From a distance the Cailleach Fortress had appeared of normal proportions, but now Nienna realised her perceptions, as well as every vertical wall, were askew. It was big. No, bigger than big. It was massive, but also out of proportion. The doorways could accommodate a man twice the normal height, and every single archway or window or archer's firing slit was double the size, as if the fortress had been built to accommodate an army of giants.
They slowed as they approached the main gates, which were open, like the sleeping mouth of a waiting predator. Myriam halted, and her horse pawed the frozen earth nervously. A warm wind sighed from the gates in an easy rhythm, like breath.
Myriam glanced back, and gave a tight smile. "Do not be afraid," she said, and led the way into the corridor of darkness.

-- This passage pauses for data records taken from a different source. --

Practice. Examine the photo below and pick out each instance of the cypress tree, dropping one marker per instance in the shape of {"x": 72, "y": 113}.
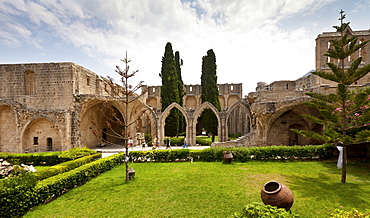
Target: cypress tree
{"x": 210, "y": 92}
{"x": 169, "y": 89}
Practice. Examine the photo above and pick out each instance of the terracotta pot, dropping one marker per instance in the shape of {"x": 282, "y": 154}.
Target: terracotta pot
{"x": 228, "y": 156}
{"x": 276, "y": 194}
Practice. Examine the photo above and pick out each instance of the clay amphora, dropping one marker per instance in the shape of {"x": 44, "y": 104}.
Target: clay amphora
{"x": 228, "y": 156}
{"x": 276, "y": 194}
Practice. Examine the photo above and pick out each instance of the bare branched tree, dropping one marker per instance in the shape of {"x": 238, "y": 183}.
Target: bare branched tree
{"x": 125, "y": 93}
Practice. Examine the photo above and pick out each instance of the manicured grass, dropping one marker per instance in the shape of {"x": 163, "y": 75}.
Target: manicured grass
{"x": 41, "y": 167}
{"x": 214, "y": 189}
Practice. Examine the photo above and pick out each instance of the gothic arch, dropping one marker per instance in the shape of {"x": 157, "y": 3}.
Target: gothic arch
{"x": 97, "y": 123}
{"x": 167, "y": 111}
{"x": 244, "y": 117}
{"x": 8, "y": 129}
{"x": 279, "y": 125}
{"x": 141, "y": 109}
{"x": 39, "y": 131}
{"x": 198, "y": 113}
{"x": 30, "y": 86}
{"x": 164, "y": 115}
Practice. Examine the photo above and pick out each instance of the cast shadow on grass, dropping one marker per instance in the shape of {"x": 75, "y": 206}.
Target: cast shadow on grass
{"x": 327, "y": 188}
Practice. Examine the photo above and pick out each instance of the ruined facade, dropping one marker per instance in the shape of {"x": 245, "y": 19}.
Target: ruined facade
{"x": 58, "y": 106}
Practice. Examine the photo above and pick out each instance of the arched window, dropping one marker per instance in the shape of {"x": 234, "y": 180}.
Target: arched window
{"x": 30, "y": 83}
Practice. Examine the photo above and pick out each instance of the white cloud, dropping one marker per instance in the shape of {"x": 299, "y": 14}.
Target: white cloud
{"x": 248, "y": 43}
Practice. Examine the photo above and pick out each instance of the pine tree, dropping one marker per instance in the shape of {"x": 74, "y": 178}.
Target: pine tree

From the edges of the world shadows rushed in with a tumbling swirling hissing, like a million snakes
trapped in the vortex of a storm, and Nienna's hands came up clasping her ears, clasping her skull as her eyes widened and her horse whinnied in fear, head lowering, hooves booming ancient cobbles, and as her pupils dilated to accommodate the gloom she saw the blurred shapes of the dead converge on Myriam… and then turn, blank black faces focussing and fixing and tilting, and then rushing towards her with a gestalt scream, a merged noise of agony from a thousand years past…
CHAPTER 8
Blood Taint
Kell's mind was spinning and he could taste silver – just like during the Days of Blood. Poison pulsed through his veins, through his organs, through his system, pulsed with the steady beat of his heart and the whiskey was negated, and he was sober again, and she was kneeling above him, beautiful, stunning, deadly, with her bright silver sword and bright fangs gleaming that vampire gleam in the starlight. This burned Kell. Burned him with shame. The king was there, old, serious, his eyes boring into Kell and the other warriors as they made the bloodpact, and blood pulsed from the wounds in their wrists, mingling in the golden bowl and flowing down channels, seeping down narrow tubes to infuse the weapons which seemed to glow with an inner black light. Kell stooped, lifting Ilanna, and with this dark blessing she was his and she whispered, It will never be the same again, and, I will be with you forever, and I will never let you down, Kell, trust me, I will never leave you and this touched a chord, touched every tingling nerve in his strung out, drug-infused body for she had left his bed, left his house, left his life, despite their vows and their promises and there and then Kell wrenched free the wedding ring and tossed it away in the darkness of the cellar beneath the temple in Vor. "I will never be a slave again," he whispered, unaware of the irony of his promise even as he spoke the words, for to become bloodbond with a weapon, to follow the Old Lore and the sap veins in the Oak Testament, a man ensured he was a slave for eternity.